Penataan kembali pasukan AS di Asia-Pasifik juga melibatkan penempatan hingga 2.500 marinir AS di Australia utara dan penempatan kapal perang AS di Singapura.
Gazmin mengatakan bahwa pasukan tambahan AS hanya akan diizinkan untuk memiliki akses ke pangkalan militer yang ada di negara tersebut berdasarkan ketentuan yang akan dinegosiasikan oleh Filipina dengan pemerintah AS. Kedua belah pihak harus merundingkan jangka waktu kesepakatan yang memungkinkan lebih banyak pasukan, pesawat, kapal, dan peralatan AS lainnya.
Berdasarkan Perjanjian Kekuatan Kunjungan saat ini, ratusan pasukan kontraterorisme AS telah diizinkan untuk tetap berada di wilayah Mindanao selatan Filipina yang bergolak sejak tahun 2002 untuk melatih tentara Filipina melawan militan Abu Sayyaf yang terkait dengan al-Qaeda dan beberapa tersangka teroris asing dari Indonesia dan Malaysia.
Dalam surat mereka, Gazmin dan del Rosario menekankan pentingnya aliansi militer Filipina dengan Amerika Serikat yang telah berusia puluhan tahun, dengan mengatakan “hubungan ini berguna tidak hanya dalam diplomasi kami tetapi juga dalam meningkatkan kemampuan kami dalam tugas penting pertahanan teritorial. “
Filipina telah meminta bantuan Amerika Serikat untuk memodernisasi armada kapal perang dan pesawat terbangnya yang sudah tua serta melatih pasukannya di tengah ketegangan baru akibat sengketa wilayah yang sudah berlangsung lama dengan Tiongkok.
Presiden Benigno Aquino III mengatakan bulan lalu bahwa pasukan asing, jika diberi akses ke kamp militer lokal, tidak akan menjadi “pasukan permanen”. Dia menekankan bahwa meskipun pengaturan seperti itu akan memungkinkan negaranya untuk lebih mempersiapkan diri menghadapi kemungkinan keamanan apa pun, Filipina secara kebijakan menolak perang dan memilih diplomasi untuk menyelesaikan klaim teritorial.
Konfrontasi dengan kapal patroli Tiongkok dan kapal dari Filipina dan Vietnam mengenai pulau-pulau dan terumbu karang yang disengketakan telah meningkatkan ketegangan di perairan yang berpotensi kaya akan minyak dan gas.
Tiongkok mengklaim sebagian besar wilayah Laut Cina Selatan atas dasar sejarah.
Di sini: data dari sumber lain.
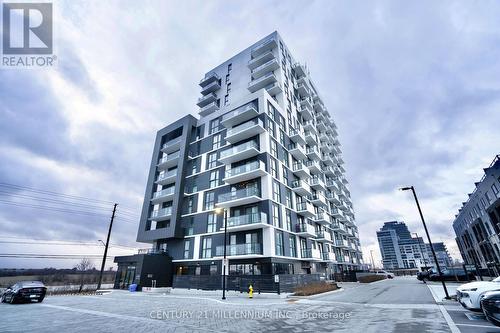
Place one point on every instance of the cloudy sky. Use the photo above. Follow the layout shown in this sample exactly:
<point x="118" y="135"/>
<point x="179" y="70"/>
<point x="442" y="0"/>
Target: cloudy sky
<point x="413" y="87"/>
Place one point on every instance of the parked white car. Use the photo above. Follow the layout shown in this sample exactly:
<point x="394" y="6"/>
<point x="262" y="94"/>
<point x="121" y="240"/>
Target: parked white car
<point x="386" y="274"/>
<point x="470" y="294"/>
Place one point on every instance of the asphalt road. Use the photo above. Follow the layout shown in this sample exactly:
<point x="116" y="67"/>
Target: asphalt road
<point x="404" y="290"/>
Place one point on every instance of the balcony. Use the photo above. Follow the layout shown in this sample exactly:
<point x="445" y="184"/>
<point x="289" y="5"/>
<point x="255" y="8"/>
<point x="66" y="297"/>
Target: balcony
<point x="296" y="135"/>
<point x="260" y="60"/>
<point x="244" y="131"/>
<point x="262" y="82"/>
<point x="299" y="169"/>
<point x="317" y="183"/>
<point x="305" y="229"/>
<point x="339" y="227"/>
<point x="239" y="197"/>
<point x="332" y="185"/>
<point x="172" y="145"/>
<point x="313" y="153"/>
<point x="310" y="137"/>
<point x="211" y="87"/>
<point x="239" y="152"/>
<point x="161" y="214"/>
<point x="163" y="195"/>
<point x="209" y="78"/>
<point x="166" y="177"/>
<point x="322" y="217"/>
<point x="245" y="172"/>
<point x="239" y="249"/>
<point x="300" y="69"/>
<point x="247" y="222"/>
<point x="333" y="197"/>
<point x="305" y="113"/>
<point x="313" y="166"/>
<point x="273" y="88"/>
<point x="303" y="88"/>
<point x="297" y="150"/>
<point x="169" y="160"/>
<point x="207" y="99"/>
<point x="306" y="254"/>
<point x="301" y="187"/>
<point x="209" y="108"/>
<point x="239" y="115"/>
<point x="305" y="103"/>
<point x="304" y="208"/>
<point x="310" y="125"/>
<point x="265" y="68"/>
<point x="324" y="236"/>
<point x="318" y="199"/>
<point x="263" y="47"/>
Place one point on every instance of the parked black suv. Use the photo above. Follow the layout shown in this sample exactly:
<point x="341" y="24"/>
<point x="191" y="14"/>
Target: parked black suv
<point x="25" y="291"/>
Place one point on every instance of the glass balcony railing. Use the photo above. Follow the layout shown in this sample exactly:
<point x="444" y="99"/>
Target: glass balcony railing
<point x="239" y="148"/>
<point x="306" y="253"/>
<point x="164" y="192"/>
<point x="239" y="249"/>
<point x="170" y="157"/>
<point x="239" y="194"/>
<point x="244" y="126"/>
<point x="235" y="221"/>
<point x="255" y="165"/>
<point x="161" y="212"/>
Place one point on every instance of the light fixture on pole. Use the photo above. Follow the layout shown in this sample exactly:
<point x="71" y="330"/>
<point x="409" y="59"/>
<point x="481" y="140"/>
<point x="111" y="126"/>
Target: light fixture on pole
<point x="408" y="188"/>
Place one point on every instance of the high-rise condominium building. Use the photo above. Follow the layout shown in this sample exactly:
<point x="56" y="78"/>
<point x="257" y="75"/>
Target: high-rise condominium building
<point x="477" y="224"/>
<point x="265" y="158"/>
<point x="401" y="250"/>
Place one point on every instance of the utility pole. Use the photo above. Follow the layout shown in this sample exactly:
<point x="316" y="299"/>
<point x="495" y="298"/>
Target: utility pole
<point x="106" y="246"/>
<point x="428" y="238"/>
<point x="373" y="262"/>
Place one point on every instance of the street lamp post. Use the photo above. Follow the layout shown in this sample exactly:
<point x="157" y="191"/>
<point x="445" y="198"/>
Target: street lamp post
<point x="218" y="211"/>
<point x="428" y="238"/>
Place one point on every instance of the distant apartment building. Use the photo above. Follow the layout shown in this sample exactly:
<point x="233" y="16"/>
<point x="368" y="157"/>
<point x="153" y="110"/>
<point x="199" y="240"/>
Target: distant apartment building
<point x="477" y="224"/>
<point x="401" y="250"/>
<point x="265" y="158"/>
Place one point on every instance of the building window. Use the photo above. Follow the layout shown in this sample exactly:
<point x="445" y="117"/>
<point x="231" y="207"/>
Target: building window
<point x="274" y="148"/>
<point x="214" y="125"/>
<point x="288" y="220"/>
<point x="216" y="141"/>
<point x="289" y="202"/>
<point x="279" y="242"/>
<point x="495" y="190"/>
<point x="276" y="215"/>
<point x="212" y="161"/>
<point x="271" y="127"/>
<point x="274" y="168"/>
<point x="209" y="200"/>
<point x="187" y="245"/>
<point x="293" y="246"/>
<point x="214" y="179"/>
<point x="190" y="205"/>
<point x="276" y="191"/>
<point x="206" y="247"/>
<point x="211" y="223"/>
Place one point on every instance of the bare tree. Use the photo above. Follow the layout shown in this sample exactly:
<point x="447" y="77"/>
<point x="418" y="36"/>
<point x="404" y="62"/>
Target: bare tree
<point x="83" y="266"/>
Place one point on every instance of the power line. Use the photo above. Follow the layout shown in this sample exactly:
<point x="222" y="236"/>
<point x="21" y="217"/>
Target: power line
<point x="31" y="189"/>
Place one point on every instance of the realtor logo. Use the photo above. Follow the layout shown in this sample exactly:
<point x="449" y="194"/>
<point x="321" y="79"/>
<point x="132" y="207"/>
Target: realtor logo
<point x="27" y="28"/>
<point x="27" y="35"/>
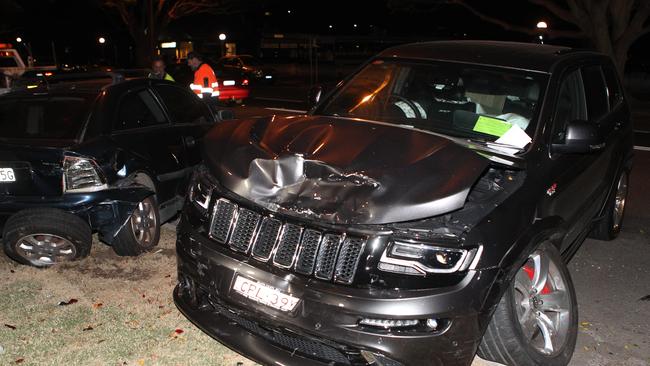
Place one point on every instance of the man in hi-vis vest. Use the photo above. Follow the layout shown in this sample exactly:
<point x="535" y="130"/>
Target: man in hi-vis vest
<point x="205" y="83"/>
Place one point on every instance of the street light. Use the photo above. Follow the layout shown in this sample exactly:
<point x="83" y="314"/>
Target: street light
<point x="222" y="38"/>
<point x="542" y="26"/>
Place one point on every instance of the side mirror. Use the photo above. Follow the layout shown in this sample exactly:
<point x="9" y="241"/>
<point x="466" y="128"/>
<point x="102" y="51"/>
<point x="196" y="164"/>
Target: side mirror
<point x="581" y="138"/>
<point x="224" y="115"/>
<point x="313" y="97"/>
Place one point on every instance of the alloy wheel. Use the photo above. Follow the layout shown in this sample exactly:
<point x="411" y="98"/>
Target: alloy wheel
<point x="144" y="223"/>
<point x="543" y="304"/>
<point x="45" y="249"/>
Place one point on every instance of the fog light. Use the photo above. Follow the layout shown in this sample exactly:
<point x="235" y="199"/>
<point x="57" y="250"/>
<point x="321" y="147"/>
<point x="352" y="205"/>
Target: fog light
<point x="389" y="323"/>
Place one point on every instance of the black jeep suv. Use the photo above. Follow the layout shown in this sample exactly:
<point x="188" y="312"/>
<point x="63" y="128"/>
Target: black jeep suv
<point x="92" y="155"/>
<point x="422" y="212"/>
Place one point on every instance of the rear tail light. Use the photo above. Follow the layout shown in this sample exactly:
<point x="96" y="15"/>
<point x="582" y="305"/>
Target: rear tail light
<point x="82" y="175"/>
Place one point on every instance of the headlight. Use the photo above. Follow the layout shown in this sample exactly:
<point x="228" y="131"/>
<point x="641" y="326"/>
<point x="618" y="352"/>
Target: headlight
<point x="419" y="259"/>
<point x="199" y="194"/>
<point x="82" y="175"/>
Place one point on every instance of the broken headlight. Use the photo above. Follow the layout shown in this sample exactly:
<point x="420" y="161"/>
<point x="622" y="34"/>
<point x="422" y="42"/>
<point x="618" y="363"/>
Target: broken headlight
<point x="82" y="175"/>
<point x="418" y="259"/>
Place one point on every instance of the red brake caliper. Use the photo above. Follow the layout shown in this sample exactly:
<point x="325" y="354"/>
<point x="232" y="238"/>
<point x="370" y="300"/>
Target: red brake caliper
<point x="531" y="273"/>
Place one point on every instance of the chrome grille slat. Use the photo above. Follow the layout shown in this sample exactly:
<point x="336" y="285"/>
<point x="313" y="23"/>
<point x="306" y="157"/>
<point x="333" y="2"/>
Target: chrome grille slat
<point x="308" y="250"/>
<point x="287" y="245"/>
<point x="244" y="231"/>
<point x="266" y="238"/>
<point x="326" y="258"/>
<point x="346" y="265"/>
<point x="223" y="216"/>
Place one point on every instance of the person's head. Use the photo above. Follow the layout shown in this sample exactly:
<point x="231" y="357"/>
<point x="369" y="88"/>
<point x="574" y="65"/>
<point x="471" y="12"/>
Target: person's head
<point x="158" y="67"/>
<point x="194" y="60"/>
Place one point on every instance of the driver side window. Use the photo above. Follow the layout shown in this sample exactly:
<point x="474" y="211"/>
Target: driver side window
<point x="570" y="105"/>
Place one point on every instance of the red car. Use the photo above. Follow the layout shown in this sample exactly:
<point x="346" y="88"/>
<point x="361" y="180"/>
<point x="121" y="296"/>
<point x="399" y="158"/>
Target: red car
<point x="233" y="88"/>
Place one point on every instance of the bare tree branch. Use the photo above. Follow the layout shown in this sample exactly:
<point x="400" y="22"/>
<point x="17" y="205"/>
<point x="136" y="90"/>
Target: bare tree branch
<point x="554" y="33"/>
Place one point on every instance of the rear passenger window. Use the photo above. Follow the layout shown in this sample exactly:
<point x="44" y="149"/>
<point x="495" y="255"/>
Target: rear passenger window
<point x="183" y="106"/>
<point x="137" y="110"/>
<point x="614" y="91"/>
<point x="596" y="90"/>
<point x="570" y="105"/>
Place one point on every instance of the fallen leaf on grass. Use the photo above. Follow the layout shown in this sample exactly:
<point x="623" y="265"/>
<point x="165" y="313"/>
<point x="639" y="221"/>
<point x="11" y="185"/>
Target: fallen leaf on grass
<point x="69" y="302"/>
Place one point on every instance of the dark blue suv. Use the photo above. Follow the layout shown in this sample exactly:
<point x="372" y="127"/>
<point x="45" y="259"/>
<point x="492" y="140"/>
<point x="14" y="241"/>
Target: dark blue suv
<point x="94" y="156"/>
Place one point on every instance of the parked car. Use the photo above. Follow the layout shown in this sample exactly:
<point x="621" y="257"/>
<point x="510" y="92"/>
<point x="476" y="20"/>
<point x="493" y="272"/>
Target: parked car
<point x="422" y="212"/>
<point x="246" y="65"/>
<point x="83" y="157"/>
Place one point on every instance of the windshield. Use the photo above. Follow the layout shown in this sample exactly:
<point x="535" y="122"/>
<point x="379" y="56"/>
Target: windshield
<point x="249" y="61"/>
<point x="53" y="118"/>
<point x="454" y="99"/>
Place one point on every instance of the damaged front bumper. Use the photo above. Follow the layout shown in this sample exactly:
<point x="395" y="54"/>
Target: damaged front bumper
<point x="106" y="211"/>
<point x="324" y="328"/>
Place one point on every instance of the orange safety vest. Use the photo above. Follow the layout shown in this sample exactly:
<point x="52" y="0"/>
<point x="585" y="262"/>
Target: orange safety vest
<point x="205" y="82"/>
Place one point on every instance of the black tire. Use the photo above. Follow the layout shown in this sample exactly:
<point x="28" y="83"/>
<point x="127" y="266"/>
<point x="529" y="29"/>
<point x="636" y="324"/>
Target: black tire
<point x="504" y="340"/>
<point x="46" y="225"/>
<point x="610" y="225"/>
<point x="128" y="242"/>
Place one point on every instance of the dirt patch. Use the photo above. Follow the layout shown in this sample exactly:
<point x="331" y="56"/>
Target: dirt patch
<point x="123" y="313"/>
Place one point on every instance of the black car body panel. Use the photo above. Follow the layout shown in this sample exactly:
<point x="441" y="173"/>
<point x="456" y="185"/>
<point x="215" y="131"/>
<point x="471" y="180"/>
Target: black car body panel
<point x="341" y="171"/>
<point x="286" y="171"/>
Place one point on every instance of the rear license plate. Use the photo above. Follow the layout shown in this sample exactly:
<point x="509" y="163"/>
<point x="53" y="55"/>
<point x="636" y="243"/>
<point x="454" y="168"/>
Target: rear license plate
<point x="7" y="175"/>
<point x="264" y="294"/>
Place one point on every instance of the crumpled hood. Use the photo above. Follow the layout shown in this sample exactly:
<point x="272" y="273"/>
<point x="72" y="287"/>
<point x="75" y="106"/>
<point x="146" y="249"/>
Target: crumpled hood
<point x="341" y="171"/>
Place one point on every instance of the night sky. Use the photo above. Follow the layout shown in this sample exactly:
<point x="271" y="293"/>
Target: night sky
<point x="74" y="26"/>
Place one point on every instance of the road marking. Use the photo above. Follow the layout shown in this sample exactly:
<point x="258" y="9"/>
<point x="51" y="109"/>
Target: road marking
<point x="280" y="100"/>
<point x="286" y="110"/>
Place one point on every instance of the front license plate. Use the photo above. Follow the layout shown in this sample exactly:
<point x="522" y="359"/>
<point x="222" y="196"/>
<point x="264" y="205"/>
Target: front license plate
<point x="264" y="294"/>
<point x="7" y="175"/>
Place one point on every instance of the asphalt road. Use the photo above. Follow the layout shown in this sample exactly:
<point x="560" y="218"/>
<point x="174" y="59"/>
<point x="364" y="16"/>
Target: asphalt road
<point x="612" y="279"/>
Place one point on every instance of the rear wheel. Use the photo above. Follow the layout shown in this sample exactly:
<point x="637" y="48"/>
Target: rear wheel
<point x="43" y="237"/>
<point x="610" y="226"/>
<point x="142" y="232"/>
<point x="536" y="321"/>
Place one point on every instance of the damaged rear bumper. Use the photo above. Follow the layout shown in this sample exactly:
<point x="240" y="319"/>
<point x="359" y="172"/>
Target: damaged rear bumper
<point x="324" y="327"/>
<point x="105" y="211"/>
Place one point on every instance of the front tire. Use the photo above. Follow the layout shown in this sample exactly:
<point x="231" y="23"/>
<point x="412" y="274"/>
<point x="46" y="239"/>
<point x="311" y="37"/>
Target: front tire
<point x="142" y="231"/>
<point x="43" y="237"/>
<point x="536" y="321"/>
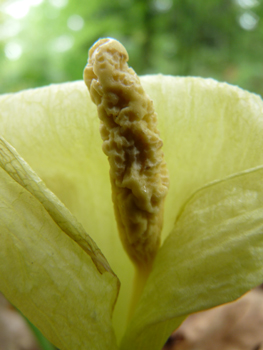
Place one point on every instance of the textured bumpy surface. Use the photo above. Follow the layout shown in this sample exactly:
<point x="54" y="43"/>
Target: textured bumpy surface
<point x="132" y="143"/>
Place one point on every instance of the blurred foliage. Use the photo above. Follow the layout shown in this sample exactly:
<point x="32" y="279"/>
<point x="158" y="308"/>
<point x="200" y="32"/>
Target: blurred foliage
<point x="216" y="38"/>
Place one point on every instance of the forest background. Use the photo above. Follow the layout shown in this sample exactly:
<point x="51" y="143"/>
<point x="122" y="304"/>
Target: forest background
<point x="47" y="41"/>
Filipina, Vietnam, Brunei, Malaysia dan Taiwan telah menolak tuntutan besar Beijing, sehingga menimbulkan kekhawatiran bahwa perselisihan tersebut dapat berubah menjadi kekerasan dan memicu konflik bersenjata.
Laporan rahasia pengawasan militer Filipina yang dilihat oleh AP mengatakan 61 kapal Tiongkok terlihat di wilayah Kepulauan Spratly yang diklaim Manila dari tanggal 4 hingga 10 Juli. Tiongkok juga telah mengubah Mischief Reef, yang direbutnya pada tahun 1995 di tengah protes dari Manila, menjadi basis logistik untuk membantu kapal-kapal Tiongkok berpatroli di laut dengan lebih baik.
Tiongkok juga telah mendirikan dua tiang beton di pintu masuk sempit ke laguna yang luas untuk memasang penghalang tali dan mengontrol akses dengan lebih baik ke Scarborough Shoal, daerah penangkapan ikan yang kaya yang berada di bawah kendali Beijing setelah kapal-kapal Filipina kembali dari keadaan tegang. .
___
Penulis Associated Press Hrvoje Hranjski berkontribusi pada laporan ini.